Unbelievers live according to the law. They rely on the flesh. They justify their actions, accuse others of their shortcoming and transgressions, work hard to feel good about themselves, punish themselves for wrong-doings, and so forth. It’s all about what they do and don’t do.

But Christians struggle with the law as well. Christians often see salvation as the act where God puts us back at the point where Adam started out, where past sins are forgiven and we have a fresh start. “Don’t mess up because you’ll have to start all over,” we think to ourselves. Basically, we try to live the Christian life under the law in the power of the flesh.

The only problem is: We can’t fulfill the law by the power of the flesh. The flesh is the thing that keeps producing evil deeds no matter how hard we try. It is the spirit that produces the fruit of righteousness within us. There’s no law against the work of the spirit, whereas the work of the flesh always breaks the law.

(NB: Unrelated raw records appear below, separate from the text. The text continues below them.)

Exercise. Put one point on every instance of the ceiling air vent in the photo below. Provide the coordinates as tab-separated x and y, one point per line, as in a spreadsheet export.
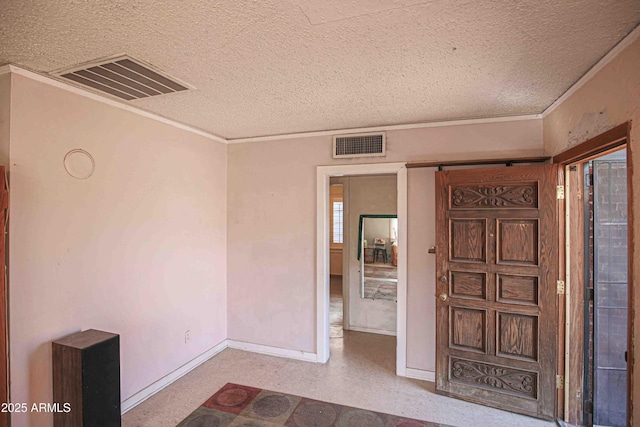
359	145
123	77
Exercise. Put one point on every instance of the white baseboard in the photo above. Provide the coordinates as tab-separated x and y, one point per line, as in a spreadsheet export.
167	380
372	330
273	351
419	374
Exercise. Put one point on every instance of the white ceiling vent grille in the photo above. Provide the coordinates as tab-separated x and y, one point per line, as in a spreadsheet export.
123	77
359	145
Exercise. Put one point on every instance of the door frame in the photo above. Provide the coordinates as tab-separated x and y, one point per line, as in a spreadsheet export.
323	175
611	140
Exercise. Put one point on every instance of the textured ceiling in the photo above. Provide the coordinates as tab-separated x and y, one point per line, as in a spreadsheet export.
285	66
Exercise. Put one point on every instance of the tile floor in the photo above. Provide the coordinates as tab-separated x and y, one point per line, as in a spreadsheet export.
360	373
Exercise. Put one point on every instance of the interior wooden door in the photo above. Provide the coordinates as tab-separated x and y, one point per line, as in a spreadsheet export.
496	287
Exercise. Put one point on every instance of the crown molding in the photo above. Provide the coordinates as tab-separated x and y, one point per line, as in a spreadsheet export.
384	128
603	62
105	100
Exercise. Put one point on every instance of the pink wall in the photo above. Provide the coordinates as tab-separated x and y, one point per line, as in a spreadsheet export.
608	99
5	114
272	223
138	249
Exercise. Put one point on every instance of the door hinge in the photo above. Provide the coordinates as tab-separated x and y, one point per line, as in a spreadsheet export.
588	407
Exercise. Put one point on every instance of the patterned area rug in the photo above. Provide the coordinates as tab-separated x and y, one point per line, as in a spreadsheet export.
237	405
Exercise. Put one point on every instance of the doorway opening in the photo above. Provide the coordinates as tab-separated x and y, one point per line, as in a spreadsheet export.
598	295
606	289
324	174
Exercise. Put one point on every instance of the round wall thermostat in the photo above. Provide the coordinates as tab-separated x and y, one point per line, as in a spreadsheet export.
79	164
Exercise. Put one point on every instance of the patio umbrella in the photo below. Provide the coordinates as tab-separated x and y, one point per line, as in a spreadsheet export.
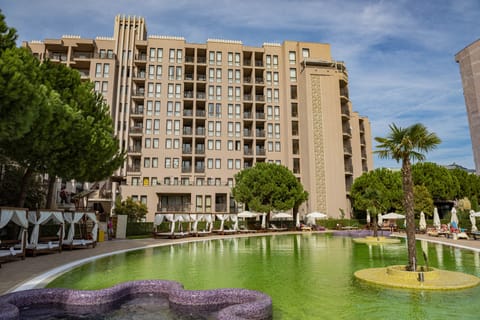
393	215
313	216
436	218
473	221
423	224
454	218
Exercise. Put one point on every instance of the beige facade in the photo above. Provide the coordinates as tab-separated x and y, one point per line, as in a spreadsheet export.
469	61
192	115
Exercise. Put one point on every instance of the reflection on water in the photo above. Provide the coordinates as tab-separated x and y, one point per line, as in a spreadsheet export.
308	276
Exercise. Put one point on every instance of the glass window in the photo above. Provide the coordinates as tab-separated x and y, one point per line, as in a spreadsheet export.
291	57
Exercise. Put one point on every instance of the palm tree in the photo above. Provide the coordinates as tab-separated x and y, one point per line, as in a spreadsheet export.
404	144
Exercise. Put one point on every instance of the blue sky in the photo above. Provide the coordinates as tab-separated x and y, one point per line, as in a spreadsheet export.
399	53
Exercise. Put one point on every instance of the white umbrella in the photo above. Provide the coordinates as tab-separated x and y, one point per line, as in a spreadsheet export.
436	218
454	218
423	224
393	215
282	215
316	215
473	221
247	214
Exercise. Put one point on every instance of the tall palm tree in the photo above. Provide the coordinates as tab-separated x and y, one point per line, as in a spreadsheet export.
406	144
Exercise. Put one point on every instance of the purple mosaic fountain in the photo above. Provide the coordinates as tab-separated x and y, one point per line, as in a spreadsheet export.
227	304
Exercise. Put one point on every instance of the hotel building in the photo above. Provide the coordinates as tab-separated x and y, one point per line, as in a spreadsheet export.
469	61
191	115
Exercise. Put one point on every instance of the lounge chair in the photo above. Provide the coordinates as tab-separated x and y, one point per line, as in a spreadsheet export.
13	249
276	229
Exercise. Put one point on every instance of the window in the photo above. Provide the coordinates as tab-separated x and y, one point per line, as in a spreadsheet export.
168	163
159	54
104	86
179	55
159	72
306	53
238	164
237	59
268	61
211	57
148	126
146	162
106	70
293	74
178	108
178	73
291	57
169	108
98	70
152	54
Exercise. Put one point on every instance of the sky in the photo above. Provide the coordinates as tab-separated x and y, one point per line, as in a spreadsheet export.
400	54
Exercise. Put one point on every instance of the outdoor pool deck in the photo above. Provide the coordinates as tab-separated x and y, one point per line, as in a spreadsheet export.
13	274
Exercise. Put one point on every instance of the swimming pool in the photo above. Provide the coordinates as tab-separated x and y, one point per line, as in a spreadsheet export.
308	276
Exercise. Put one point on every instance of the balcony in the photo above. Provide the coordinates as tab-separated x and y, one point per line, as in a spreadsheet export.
136	130
186	169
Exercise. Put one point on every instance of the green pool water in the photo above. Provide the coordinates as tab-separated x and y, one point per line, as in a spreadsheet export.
308	276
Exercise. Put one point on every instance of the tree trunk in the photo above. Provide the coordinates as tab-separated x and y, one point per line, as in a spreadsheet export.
23	190
51	203
410	214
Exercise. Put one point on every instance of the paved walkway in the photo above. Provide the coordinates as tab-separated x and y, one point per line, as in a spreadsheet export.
13	274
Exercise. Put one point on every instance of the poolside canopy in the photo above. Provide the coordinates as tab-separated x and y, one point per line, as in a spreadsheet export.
393	215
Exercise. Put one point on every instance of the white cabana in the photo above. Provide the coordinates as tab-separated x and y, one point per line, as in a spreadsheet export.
42	217
380	220
393	216
454	218
422	225
473	219
436	219
74	218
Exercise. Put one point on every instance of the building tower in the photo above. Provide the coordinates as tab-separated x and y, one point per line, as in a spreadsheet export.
469	61
190	116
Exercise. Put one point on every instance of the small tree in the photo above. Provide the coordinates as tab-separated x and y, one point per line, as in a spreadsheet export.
405	145
268	187
134	210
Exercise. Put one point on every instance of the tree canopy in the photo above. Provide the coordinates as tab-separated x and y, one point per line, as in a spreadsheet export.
405	145
268	187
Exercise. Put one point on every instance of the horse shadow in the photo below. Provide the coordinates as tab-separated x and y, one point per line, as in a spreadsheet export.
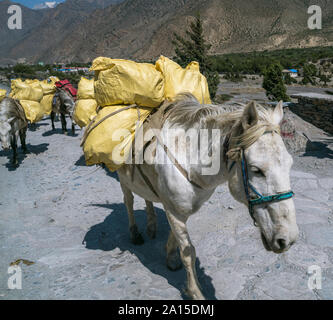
58	131
319	150
82	163
32	149
35	126
113	233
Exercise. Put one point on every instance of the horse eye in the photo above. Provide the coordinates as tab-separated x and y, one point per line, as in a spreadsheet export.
257	171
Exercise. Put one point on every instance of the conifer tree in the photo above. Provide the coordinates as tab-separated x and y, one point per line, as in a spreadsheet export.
195	48
273	83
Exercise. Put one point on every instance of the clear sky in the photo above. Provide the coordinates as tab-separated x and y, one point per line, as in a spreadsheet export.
32	3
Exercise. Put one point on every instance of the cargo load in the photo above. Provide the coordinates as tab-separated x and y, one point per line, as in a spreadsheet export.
26	90
86	105
49	89
178	80
124	82
3	94
110	143
29	94
67	86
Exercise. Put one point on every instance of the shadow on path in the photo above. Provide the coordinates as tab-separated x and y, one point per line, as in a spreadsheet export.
319	149
59	131
33	149
113	233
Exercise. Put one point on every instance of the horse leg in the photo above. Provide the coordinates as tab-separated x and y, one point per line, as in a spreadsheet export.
63	123
23	135
174	262
151	220
187	253
13	142
73	128
136	237
52	119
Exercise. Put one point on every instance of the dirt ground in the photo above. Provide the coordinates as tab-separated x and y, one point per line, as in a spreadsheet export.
70	221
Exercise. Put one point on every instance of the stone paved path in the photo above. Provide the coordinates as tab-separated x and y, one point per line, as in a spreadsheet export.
71	221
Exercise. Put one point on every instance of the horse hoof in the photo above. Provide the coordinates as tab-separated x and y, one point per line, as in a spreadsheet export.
137	240
136	237
151	232
195	295
174	262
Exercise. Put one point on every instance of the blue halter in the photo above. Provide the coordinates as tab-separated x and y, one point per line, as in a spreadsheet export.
260	199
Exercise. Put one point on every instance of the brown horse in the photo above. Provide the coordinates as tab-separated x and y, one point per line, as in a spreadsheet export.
13	123
63	104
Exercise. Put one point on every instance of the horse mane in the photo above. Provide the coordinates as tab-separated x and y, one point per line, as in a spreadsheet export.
187	112
8	109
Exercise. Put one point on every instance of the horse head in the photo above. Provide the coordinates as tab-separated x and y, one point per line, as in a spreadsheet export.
260	177
67	101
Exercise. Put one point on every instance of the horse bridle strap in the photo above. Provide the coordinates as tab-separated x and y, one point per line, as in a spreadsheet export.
248	187
260	199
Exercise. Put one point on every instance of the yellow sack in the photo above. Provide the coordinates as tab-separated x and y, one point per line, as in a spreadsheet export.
48	87
33	111
127	82
28	90
53	79
86	89
3	94
86	105
110	142
85	111
178	80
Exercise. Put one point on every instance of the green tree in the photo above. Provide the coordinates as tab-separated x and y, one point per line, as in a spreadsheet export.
309	74
195	48
273	83
324	79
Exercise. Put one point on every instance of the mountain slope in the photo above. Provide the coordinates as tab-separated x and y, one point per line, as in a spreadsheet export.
30	19
142	29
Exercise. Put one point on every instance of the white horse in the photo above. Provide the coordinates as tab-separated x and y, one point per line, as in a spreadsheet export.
253	160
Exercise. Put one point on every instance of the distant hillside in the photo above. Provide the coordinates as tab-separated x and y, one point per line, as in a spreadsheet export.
142	29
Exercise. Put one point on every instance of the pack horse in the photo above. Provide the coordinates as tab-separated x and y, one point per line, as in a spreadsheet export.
63	104
13	124
253	161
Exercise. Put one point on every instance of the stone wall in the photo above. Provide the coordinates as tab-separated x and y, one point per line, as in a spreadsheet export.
315	110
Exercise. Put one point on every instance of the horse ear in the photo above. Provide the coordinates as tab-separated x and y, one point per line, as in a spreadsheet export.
278	113
250	116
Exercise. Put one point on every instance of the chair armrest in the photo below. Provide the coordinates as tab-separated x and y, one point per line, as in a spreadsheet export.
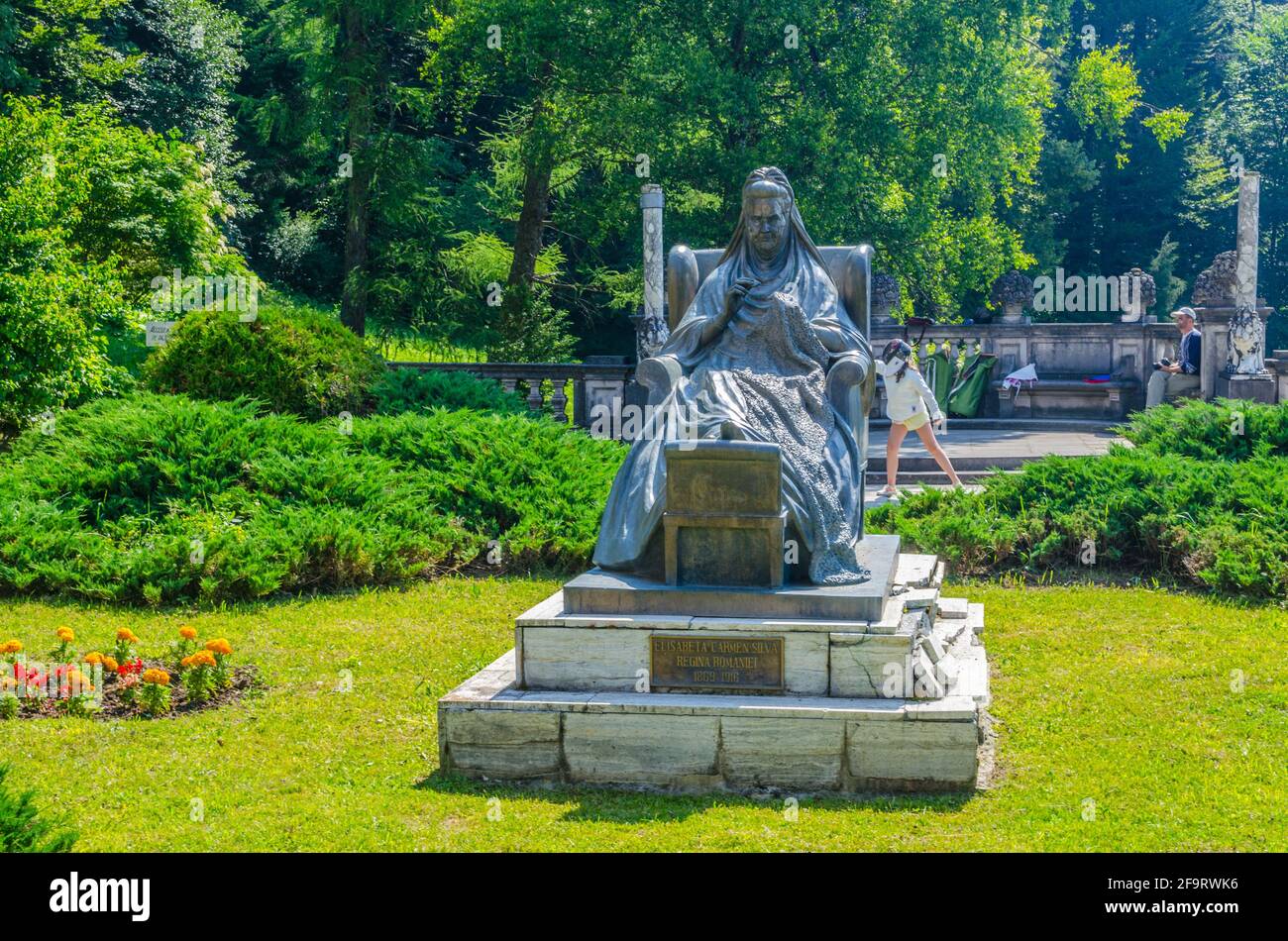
682	282
855	287
658	374
851	382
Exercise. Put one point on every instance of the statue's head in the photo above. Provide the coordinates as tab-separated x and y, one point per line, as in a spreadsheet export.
767	210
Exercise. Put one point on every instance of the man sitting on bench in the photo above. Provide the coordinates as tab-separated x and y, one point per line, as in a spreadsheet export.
1172	380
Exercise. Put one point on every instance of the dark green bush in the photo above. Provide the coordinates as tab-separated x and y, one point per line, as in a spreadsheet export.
1227	429
410	390
22	828
155	497
292	358
1212	523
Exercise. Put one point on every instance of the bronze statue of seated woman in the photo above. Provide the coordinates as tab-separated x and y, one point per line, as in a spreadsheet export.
765	352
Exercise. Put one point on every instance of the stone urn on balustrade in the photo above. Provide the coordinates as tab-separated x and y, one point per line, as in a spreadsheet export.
1013	292
1136	295
885	297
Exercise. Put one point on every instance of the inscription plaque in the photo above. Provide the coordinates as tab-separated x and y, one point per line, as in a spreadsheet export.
733	663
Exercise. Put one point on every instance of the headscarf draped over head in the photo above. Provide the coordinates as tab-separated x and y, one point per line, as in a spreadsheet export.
768	183
798	270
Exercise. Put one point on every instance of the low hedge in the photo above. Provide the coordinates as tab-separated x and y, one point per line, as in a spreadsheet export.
1223	430
1215	523
160	497
411	390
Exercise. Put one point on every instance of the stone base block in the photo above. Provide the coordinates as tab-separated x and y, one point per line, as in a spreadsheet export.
1262	387
599	592
490	730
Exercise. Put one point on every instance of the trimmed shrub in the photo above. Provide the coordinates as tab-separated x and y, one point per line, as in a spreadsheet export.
291	358
411	390
1211	523
24	829
155	498
90	211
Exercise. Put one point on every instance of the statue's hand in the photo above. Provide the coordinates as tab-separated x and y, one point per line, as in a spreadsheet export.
734	295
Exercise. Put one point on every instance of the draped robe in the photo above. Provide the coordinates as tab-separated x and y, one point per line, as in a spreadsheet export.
765	373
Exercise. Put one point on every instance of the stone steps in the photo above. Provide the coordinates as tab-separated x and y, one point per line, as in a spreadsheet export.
885	704
699	743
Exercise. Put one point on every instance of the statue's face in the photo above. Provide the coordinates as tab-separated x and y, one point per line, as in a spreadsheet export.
767	226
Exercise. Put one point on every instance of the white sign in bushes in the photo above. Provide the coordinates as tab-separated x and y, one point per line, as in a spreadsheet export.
159	332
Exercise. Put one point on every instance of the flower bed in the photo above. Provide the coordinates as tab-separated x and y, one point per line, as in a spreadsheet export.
121	683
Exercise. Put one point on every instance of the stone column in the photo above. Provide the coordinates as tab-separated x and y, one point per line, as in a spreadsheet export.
652	330
1245	374
1248	233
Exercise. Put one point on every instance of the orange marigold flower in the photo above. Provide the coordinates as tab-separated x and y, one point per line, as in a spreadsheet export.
159	676
202	658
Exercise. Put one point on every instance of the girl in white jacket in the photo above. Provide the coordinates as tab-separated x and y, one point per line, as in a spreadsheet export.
910	407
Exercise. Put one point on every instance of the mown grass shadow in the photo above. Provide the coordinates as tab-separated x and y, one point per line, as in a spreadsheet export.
588	803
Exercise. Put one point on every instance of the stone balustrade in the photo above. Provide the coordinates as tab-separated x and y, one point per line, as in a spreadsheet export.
550	386
1065	355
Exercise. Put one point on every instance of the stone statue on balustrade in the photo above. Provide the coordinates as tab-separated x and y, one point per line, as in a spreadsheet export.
768	353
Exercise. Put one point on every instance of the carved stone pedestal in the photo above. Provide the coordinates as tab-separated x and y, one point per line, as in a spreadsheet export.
777	701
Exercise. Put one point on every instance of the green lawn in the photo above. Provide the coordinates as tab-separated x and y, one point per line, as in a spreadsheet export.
1121	696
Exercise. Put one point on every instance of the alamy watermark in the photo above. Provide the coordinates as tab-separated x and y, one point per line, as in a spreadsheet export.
1089	293
233	292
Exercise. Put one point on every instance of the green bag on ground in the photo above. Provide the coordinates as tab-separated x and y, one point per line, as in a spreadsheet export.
967	391
938	372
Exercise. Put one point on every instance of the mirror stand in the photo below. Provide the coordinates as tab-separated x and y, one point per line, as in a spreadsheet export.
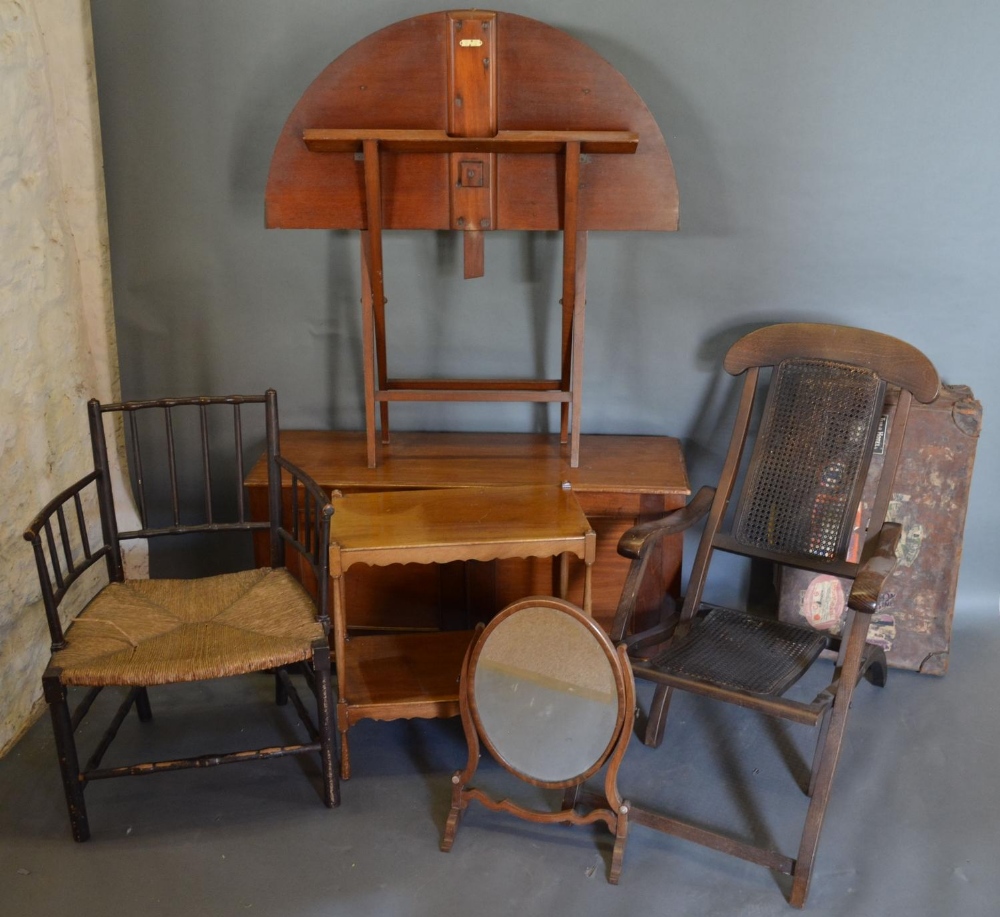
544	689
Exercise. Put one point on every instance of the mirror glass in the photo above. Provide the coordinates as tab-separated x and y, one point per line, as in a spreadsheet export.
545	695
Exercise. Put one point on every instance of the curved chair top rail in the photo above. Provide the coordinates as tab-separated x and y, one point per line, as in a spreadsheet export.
895	361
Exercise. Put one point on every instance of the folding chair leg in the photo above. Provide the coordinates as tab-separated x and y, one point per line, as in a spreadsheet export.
656	720
327	732
827	756
69	765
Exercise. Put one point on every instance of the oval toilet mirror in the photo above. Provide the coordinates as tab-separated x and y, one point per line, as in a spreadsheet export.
546	694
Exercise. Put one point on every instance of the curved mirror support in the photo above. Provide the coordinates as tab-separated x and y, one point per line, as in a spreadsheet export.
545	690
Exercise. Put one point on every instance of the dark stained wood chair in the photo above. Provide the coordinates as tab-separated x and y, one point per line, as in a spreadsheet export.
794	501
137	633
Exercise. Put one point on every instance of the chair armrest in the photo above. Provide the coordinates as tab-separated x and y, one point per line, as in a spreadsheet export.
638	539
875	570
637	543
62	537
308	528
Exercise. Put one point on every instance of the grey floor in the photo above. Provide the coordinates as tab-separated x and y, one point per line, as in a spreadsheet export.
912	829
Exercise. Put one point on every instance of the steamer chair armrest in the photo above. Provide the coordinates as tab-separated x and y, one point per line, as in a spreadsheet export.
640	538
637	543
874	572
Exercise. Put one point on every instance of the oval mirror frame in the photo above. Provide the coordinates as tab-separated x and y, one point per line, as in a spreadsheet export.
546	692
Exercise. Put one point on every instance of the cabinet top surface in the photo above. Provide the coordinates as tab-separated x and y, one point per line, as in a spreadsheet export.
608	464
540	518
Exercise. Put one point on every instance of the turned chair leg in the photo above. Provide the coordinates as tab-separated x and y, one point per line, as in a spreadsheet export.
142	707
327	732
69	765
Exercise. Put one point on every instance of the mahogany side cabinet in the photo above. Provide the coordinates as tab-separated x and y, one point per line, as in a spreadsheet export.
620	480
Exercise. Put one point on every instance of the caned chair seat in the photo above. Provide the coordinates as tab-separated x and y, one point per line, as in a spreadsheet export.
162	631
742	652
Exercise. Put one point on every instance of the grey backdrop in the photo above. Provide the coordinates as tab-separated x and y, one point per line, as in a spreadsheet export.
836	161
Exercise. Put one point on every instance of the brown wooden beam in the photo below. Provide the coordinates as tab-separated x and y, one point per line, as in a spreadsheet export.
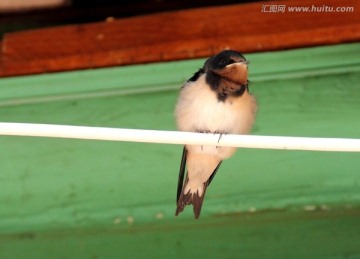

Sometimes I fear we’ve forgotten that we were redeemed from slavery. We often think of slavery as bondage, which is true. We simply conclude that we are free, whereas once we were enslaved. But slavery also represents work and toil underneath a master, work that never gets us anywhere and never produces anything of value. We were saved from our work by God’s work. The work that was being done underneath slavery is ineffective and powerless. It produces death. When we try to live the Christian life in the power of the flesh, we are rebelling against God’s work, claiming that we can provide rest for ourselves. But God didn’t save us so that we could revert back to the same old master. When we forget the work that God did, the perfect eternal work of Christ’s sacrifice, we rebel against God and appoint a leader who will lead us back into Egyptian bondage (Neh. 9:17).

Embrace this truth: God ultimately saved us for the sake of his name. God revealed himself to the world in the salvation of the Israelites. God purposely set up the contest between him and Pharaoh in order to show the world his power. In redeeming the Israelites from Egyptian bondage, God made a name for himself by humbling Pharaoh and his servants through mighty signs and wonders. This is how God put his mark on the ancient world. This is how God manifested his name to all the nations. All the nations saw the greatest king of the known world humbled before a shepherd, Moses.

In a similar fashion, God has destroyed your greatest adversary, Satan, the accuser of the saints. Satan’s power over God’s creation was death; he introduced it in the Garden of Eden. Satan knew that God sent Jesus to save people from their sins, but he didn’t understand how God was going to do it. No one did. It was an eternal plan hidden from the foundation of the world within the secret decrees of God’s own council. The angels looked on, wondering how God was going to reconcile the world to himself. By sending his own son as a man, Satan thought that God had made a mistake. God would now be underneath, for the first time ever, the power of darkness. Now Satan actually had a chance to destroy God. Satan had the power of death, and Jesus, in becoming a man, was subjected to the power of Satan.

On the night of Jesus’ betrayal, Satan entered into Judas to betray Jesus. It is apparent from the gospels that, behind the scenes, Satan had been orchestrating events in order to destroy Christ. When Jesus was sent to the cross, Jesus received the greatest blow that Satan had, death. The Devil killed the Son of Man . . . but that was it . . . that’s all Satan had. He had given it his best shot.

Similar to the Israelites, God made a name for himself through our redemption. Our Lord, in the greatest sign and wonder that the world has ever witnessed, raised his son from the dead. God took Satan’s greatest power and used it to defeat him. God placed his son, a humble shepherd, before Satan and allowed him to be destroyed. Christ was swallowed up in death, and buried in a garden, a fitting location for the beginning and end of sin.

But Satan didn’t realize that his victory was also his defeat. Satan didn’t realize that in killing Christ that he would be playing a part in the greatest public display of God’s power to ever be manifested on the face of the earth. He didn’t know that death itself would be swallowed up in life.

In Satan’s wisdom, he knew that man is subject to death, whereas God is not; man dies and God lives. But, in God’s infinite wisdom, Christ partook of death so that we might partake of life. That is, God partook of humanity so that we might become partakers of his divinity. Through death Jesus destroyed the one who has the power of death, Satan, and released all those, who through fear of death were subjected to slavery and bondage (Heb. 2:14-15).

Don’t rely on the flesh and its work. It is what you were saved from! Turn to Christ and his work. Do as the apostle Paul says and always carry in your “body the death of Jesus, so that the life of Jesus may also be manifested in” it (2 Cor. 4:10).